Here's the thing: detection is not a configuration problem. It's a content problem.
The Assumptions Problem
Security teams routinely assume their detection tools work. They buy a SIEM, point it at their log sources, deploy a few out-of-the-box rules, and proceed on the assumption that meaningful alerts will surface when something bad happens. Sometimes they do. Often, they don't.
The gap is usually not technical. The SIEM is working. The logs are arriving. The rules are executing. What's missing is that nobody validated that the rules actually catch the behavior they're supposed to catch — in this environment, with this log format, in this configuration.
Assumptions accumulate. Rules are copied from detection repositories and deployed without being tailored to the local log schema. Alert thresholds are set based on default values rather than environmental baselines. Log sources are assumed to be complete when they're actually partial. Nobody tests because testing is slow and manual and there's always something more urgent.
Good detections are like good documentation: nobody notices when they're great, but everybody suffers when they're bad.
Detection as Content Creation
Writing a detection rule requires:
- Understanding the threat behavior you're trying to detect — the specific technique, not just the general category
- Understanding your log sources — what fields are available, how they're populated, what edge cases exist in your environment
- Writing logic that's specific enough to not generate noise and broad enough to not miss variations of the technique
- Testing the rule against known-good traffic to validate false positive rates and against synthetic attack traffic to validate true positive rates
- Documenting the detection well enough that an analyst seeing it for the first time understands what it means and what to do
This is content creation. It requires expertise, time, and iteration. A rule that takes five minutes to write and five years to become trusted isn't a good rule — it's technical debt that generates noise while it matures.
The "Mini Blog Post" Approach
I think about detection rules the same way I think about documentation: every rule should be a self-contained artifact that tells a complete story.
A well-written detection rule includes:
- A clear title — Not "Suspicious Activity" but "Privilege Escalation via IAM Role Assignment in AWS"
- A description — What behavior is this detecting? What's the attack technique? What's the expected context?
- References — MITRE ATT&CK technique IDs, threat intelligence reports, CVEs, or any source that explains the threat context
- Test procedures — How do you validate that this rule works? What's the synthetic input that should trigger it? What's the input that should not?
- Expected response — When this fires, what should an analyst do? What's the triage decision tree?
Rules written this way take longer to produce. They're also dramatically more valuable — both for investigation quality and for institutional knowledge that survives team turnover.
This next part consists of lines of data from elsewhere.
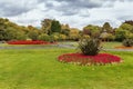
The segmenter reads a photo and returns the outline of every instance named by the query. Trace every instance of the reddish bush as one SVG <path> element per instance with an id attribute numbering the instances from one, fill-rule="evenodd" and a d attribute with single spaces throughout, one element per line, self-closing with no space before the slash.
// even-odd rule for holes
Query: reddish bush
<path id="1" fill-rule="evenodd" d="M 74 62 L 78 65 L 105 65 L 121 62 L 121 58 L 109 53 L 99 53 L 96 56 L 84 56 L 82 53 L 68 53 L 59 58 L 62 62 Z"/>
<path id="2" fill-rule="evenodd" d="M 51 42 L 47 42 L 47 41 L 31 41 L 31 40 L 19 40 L 19 41 L 8 41 L 8 44 L 53 44 Z"/>

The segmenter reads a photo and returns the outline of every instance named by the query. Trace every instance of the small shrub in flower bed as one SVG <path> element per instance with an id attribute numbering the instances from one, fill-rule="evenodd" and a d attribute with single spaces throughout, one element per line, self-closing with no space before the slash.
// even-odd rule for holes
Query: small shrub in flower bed
<path id="1" fill-rule="evenodd" d="M 47 42 L 47 41 L 31 41 L 31 40 L 19 40 L 19 41 L 8 41 L 8 44 L 53 44 L 54 42 Z"/>
<path id="2" fill-rule="evenodd" d="M 83 53 L 66 53 L 59 56 L 59 61 L 71 62 L 83 66 L 119 63 L 121 58 L 110 53 L 99 53 L 96 56 L 84 56 Z"/>

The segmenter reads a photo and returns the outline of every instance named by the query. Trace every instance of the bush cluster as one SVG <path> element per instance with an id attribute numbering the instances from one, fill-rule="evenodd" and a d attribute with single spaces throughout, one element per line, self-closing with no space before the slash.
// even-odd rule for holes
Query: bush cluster
<path id="1" fill-rule="evenodd" d="M 132 47 L 133 46 L 133 39 L 125 39 L 125 40 L 123 40 L 123 46 Z"/>
<path id="2" fill-rule="evenodd" d="M 99 39 L 81 39 L 79 41 L 79 48 L 83 55 L 95 56 L 100 51 L 100 40 Z"/>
AI Makes This More Important, Not Less
Here's the uncomfortable part: AI-powered detection tools amplify the quality of your detection logic. Good detection logic, with AI on top, becomes better. Bad detection logic, with AI on top, becomes bad at higher volume and with more confidence.
AI systems that help generate detection rules can produce syntactically correct rules with plausible-sounding logic that doesn't actually work. The output looks professional. The coverage appears comprehensive. The reality is that you've automated the production of unvalidated rules — which is worse than having fewer, well-understood rules.
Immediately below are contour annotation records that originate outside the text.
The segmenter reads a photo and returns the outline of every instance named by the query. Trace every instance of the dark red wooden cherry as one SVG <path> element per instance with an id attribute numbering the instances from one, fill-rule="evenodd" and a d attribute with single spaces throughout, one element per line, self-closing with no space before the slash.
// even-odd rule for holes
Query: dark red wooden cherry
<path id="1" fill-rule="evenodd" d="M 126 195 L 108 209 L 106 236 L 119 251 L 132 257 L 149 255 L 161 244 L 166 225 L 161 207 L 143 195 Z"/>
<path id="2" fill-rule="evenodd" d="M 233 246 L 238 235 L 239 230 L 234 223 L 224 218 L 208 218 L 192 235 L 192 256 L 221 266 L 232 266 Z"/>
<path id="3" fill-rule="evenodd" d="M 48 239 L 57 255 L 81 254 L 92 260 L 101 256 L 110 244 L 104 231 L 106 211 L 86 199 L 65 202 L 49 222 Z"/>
The right use of AI in detection is not to generate rules from scratch, but to support the human work that makes detection valuable:
- Summarize threat intelligence — Parse threat reports and extract technique indicators that feed into detection logic
- Map logs to attack techniques — Given a log field, help identify which MITRE ATT&CK techniques could be detected using it
- Generate test cases — Produce synthetic examples of both malicious and benign behavior to validate detection logic
- Document detection context — Help write the description and response guidance that makes a rule actionable
AI as an accelerator for human detection work. Not as a replacement for the judgment that makes detection meaningful.
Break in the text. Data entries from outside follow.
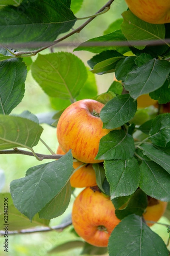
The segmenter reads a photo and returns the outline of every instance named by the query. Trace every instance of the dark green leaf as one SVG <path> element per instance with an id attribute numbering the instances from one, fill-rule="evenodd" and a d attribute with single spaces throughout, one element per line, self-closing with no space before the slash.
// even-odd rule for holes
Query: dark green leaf
<path id="1" fill-rule="evenodd" d="M 106 93 L 102 93 L 102 94 L 94 97 L 93 99 L 103 104 L 105 104 L 116 96 L 116 95 L 114 93 L 109 91 Z"/>
<path id="2" fill-rule="evenodd" d="M 142 132 L 148 134 L 150 128 L 151 128 L 153 119 L 148 120 L 141 125 L 138 128 L 138 130 L 141 131 Z"/>
<path id="3" fill-rule="evenodd" d="M 53 117 L 56 113 L 56 112 L 55 111 L 38 113 L 36 114 L 36 116 L 38 118 L 39 124 L 47 124 L 49 125 L 52 125 L 54 122 Z"/>
<path id="4" fill-rule="evenodd" d="M 120 207 L 124 208 L 127 205 L 127 203 L 129 199 L 132 196 L 132 195 L 126 196 L 120 196 L 112 200 L 112 202 L 114 205 L 116 209 L 119 209 Z"/>
<path id="5" fill-rule="evenodd" d="M 136 64 L 138 67 L 141 67 L 153 59 L 153 57 L 148 53 L 142 53 L 135 60 Z"/>
<path id="6" fill-rule="evenodd" d="M 124 21 L 121 25 L 122 32 L 129 41 L 140 41 L 141 45 L 131 44 L 139 49 L 144 49 L 147 44 L 146 40 L 164 39 L 165 29 L 164 24 L 151 24 L 138 18 L 130 11 L 122 14 Z"/>
<path id="7" fill-rule="evenodd" d="M 151 144 L 143 143 L 140 146 L 143 154 L 159 165 L 170 174 L 170 155 L 162 150 L 156 148 Z"/>
<path id="8" fill-rule="evenodd" d="M 170 175 L 153 161 L 142 160 L 140 187 L 147 195 L 162 201 L 170 201 Z"/>
<path id="9" fill-rule="evenodd" d="M 105 179 L 105 172 L 103 166 L 99 163 L 94 163 L 93 168 L 95 171 L 96 182 L 100 189 L 105 193 L 102 184 Z"/>
<path id="10" fill-rule="evenodd" d="M 8 214 L 10 216 L 8 219 L 9 230 L 20 230 L 30 228 L 37 226 L 48 226 L 49 221 L 44 219 L 40 219 L 38 214 L 36 214 L 31 222 L 30 220 L 17 210 L 13 204 L 10 193 L 0 194 L 0 205 L 3 207 L 4 198 L 8 198 Z M 0 208 L 0 230 L 4 227 L 4 212 L 3 207 Z"/>
<path id="11" fill-rule="evenodd" d="M 150 93 L 150 96 L 154 99 L 158 100 L 159 104 L 165 104 L 170 102 L 170 87 L 168 80 L 166 80 L 162 86 L 155 91 Z"/>
<path id="12" fill-rule="evenodd" d="M 105 30 L 103 32 L 104 35 L 107 35 L 107 34 L 109 34 L 109 33 L 111 33 L 113 31 L 115 31 L 116 30 L 118 30 L 119 29 L 120 29 L 121 26 L 120 25 L 122 23 L 123 21 L 123 19 L 122 18 L 118 19 L 116 20 L 112 23 L 111 23 L 108 28 Z"/>
<path id="13" fill-rule="evenodd" d="M 147 199 L 146 194 L 141 189 L 137 189 L 131 197 L 125 209 L 116 209 L 115 213 L 118 218 L 122 219 L 130 214 L 135 214 L 142 216 L 147 206 Z"/>
<path id="14" fill-rule="evenodd" d="M 69 30 L 76 20 L 72 12 L 59 0 L 24 0 L 19 9 L 7 6 L 0 10 L 0 42 L 53 41 Z"/>
<path id="15" fill-rule="evenodd" d="M 132 157 L 134 152 L 135 145 L 132 136 L 123 130 L 114 130 L 100 140 L 96 158 L 127 160 Z"/>
<path id="16" fill-rule="evenodd" d="M 87 67 L 86 69 L 88 79 L 81 89 L 79 95 L 76 97 L 76 100 L 91 99 L 97 94 L 97 87 L 95 75 L 89 70 L 89 68 Z M 71 104 L 69 99 L 63 99 L 57 97 L 50 97 L 50 100 L 52 108 L 56 110 L 65 109 Z"/>
<path id="17" fill-rule="evenodd" d="M 9 114 L 21 102 L 26 74 L 26 66 L 22 59 L 0 62 L 0 113 Z"/>
<path id="18" fill-rule="evenodd" d="M 132 214 L 126 217 L 114 229 L 109 240 L 111 256 L 168 256 L 166 245 L 158 235 Z"/>
<path id="19" fill-rule="evenodd" d="M 118 80 L 124 81 L 129 72 L 136 67 L 134 56 L 127 57 L 119 61 L 116 67 L 115 76 Z"/>
<path id="20" fill-rule="evenodd" d="M 155 145 L 166 147 L 170 141 L 170 113 L 159 115 L 153 119 L 148 137 Z"/>
<path id="21" fill-rule="evenodd" d="M 29 149 L 38 143 L 43 129 L 26 118 L 0 115 L 0 148 L 23 147 Z"/>
<path id="22" fill-rule="evenodd" d="M 104 161 L 105 175 L 110 187 L 111 200 L 132 195 L 137 189 L 140 174 L 137 160 L 108 160 Z"/>
<path id="23" fill-rule="evenodd" d="M 123 86 L 121 83 L 117 81 L 113 81 L 108 89 L 107 92 L 111 91 L 116 95 L 120 95 L 122 94 L 123 91 Z"/>
<path id="24" fill-rule="evenodd" d="M 73 169 L 71 151 L 57 161 L 28 169 L 25 177 L 11 183 L 15 207 L 31 220 L 35 214 L 60 192 L 70 178 Z"/>
<path id="25" fill-rule="evenodd" d="M 120 59 L 124 59 L 124 57 L 114 57 L 103 61 L 94 66 L 91 72 L 99 75 L 114 72 L 117 63 Z"/>
<path id="26" fill-rule="evenodd" d="M 103 128 L 113 129 L 132 119 L 136 111 L 137 102 L 129 94 L 118 95 L 106 104 L 100 113 Z"/>
<path id="27" fill-rule="evenodd" d="M 94 66 L 99 63 L 110 58 L 115 57 L 122 57 L 123 55 L 118 52 L 113 50 L 108 50 L 104 51 L 94 56 L 91 59 L 88 61 L 88 63 L 91 69 L 93 69 Z"/>
<path id="28" fill-rule="evenodd" d="M 170 72 L 168 61 L 153 59 L 130 72 L 126 77 L 124 86 L 131 96 L 136 99 L 140 95 L 161 87 Z"/>
<path id="29" fill-rule="evenodd" d="M 20 117 L 23 117 L 23 118 L 26 118 L 27 119 L 29 119 L 29 120 L 31 120 L 33 122 L 34 122 L 37 124 L 39 124 L 39 122 L 38 122 L 38 119 L 34 114 L 31 113 L 28 110 L 26 110 L 23 111 L 20 115 L 19 116 Z"/>
<path id="30" fill-rule="evenodd" d="M 126 39 L 124 35 L 122 32 L 122 31 L 117 30 L 112 33 L 110 33 L 105 35 L 102 35 L 98 37 L 92 38 L 81 44 L 78 47 L 74 49 L 74 51 L 89 51 L 95 53 L 99 53 L 106 51 L 108 50 L 116 50 L 120 53 L 124 53 L 129 50 L 129 48 L 127 47 L 121 47 L 119 46 L 119 43 L 117 45 L 113 46 L 104 46 L 102 45 L 102 42 L 117 42 L 120 41 L 126 41 Z M 100 43 L 101 45 L 94 45 L 94 46 L 88 46 L 88 44 Z"/>
<path id="31" fill-rule="evenodd" d="M 32 76 L 51 97 L 74 99 L 87 78 L 82 61 L 70 52 L 39 54 L 31 65 Z"/>
<path id="32" fill-rule="evenodd" d="M 71 10 L 74 13 L 76 13 L 81 9 L 83 0 L 71 0 Z"/>
<path id="33" fill-rule="evenodd" d="M 40 218 L 50 220 L 62 214 L 70 203 L 71 188 L 70 182 L 39 212 Z"/>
What Good Detection Programs Actually Look Like
The detection programs I've seen work well share a few properties:
- Rules are treated as production code — reviewed, tested, and maintained
- Every rule has an owner who understands what it does and why
- The detection library is smaller than you'd expect, because quality is prioritized over quantity
- Alerts come with enough context that an analyst can make a triage decision without opening five other tools
- False positive rates are tracked and reducing them is treated as real work, not a backlog item
- Rules are validated against real attack scenarios (see: SIRAS) at regular intervals
The programs that struggle have a different profile: hundreds of rules, most inherited from default configurations, a high false positive rate that trains analysts to ignore alerts, and no systematic process for validating that the detection layer works.
The fix isn't more rules. It's better ones.